Once the ALB is created, you need to adjust Listeners setting.

  • Choose the ALB you created then go to Listeners tab.
  • Click Add listener

Step 5: Adjust Route 53

Go back to Route 53 in the AWS console and choose the subdomain. Now it should be pointing to the ALB instead of an EC2 IP address.

Domain is now pointing to ALB

Step 6: Adjust Security Group for EC2

Now you only want the traffics coming from the ALB. You do not want any http://52.78.99.169:3000 kind of access.

Let’s create a new security group for the EC2 web server.

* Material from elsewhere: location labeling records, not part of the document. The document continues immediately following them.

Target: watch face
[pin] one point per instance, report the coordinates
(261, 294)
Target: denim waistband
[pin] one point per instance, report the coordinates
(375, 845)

  • Go to EC2 -> Security Groups -> Create a security group
  • In Inbound rules section, you choose the ALB’s security group

Security group for EC2 web server

Associate the security group you just created with EC2

  • Go to EC2 -> choose the EC2 -> Actions -> Security -> Change security groups

Change security group for EC2

Change the Inbound rules. Remove the old security group and select a new EC2 security group. EC2 is now accepting traffics only from the ALB.

Change Inbound rules

Finally, the Chrome browser treat our web server as safe!

Our web server is now safe!

Conclusion

Usually, to achieve HTTPS, you need to install an SSL certificate in your EC2 server as well as Nginx. However, as long as you stick with Route 53 and ALB, you can not only use HTTPS but also redirect HTTP traffics to HTTPS without installing a certificate or add complicated configuration files.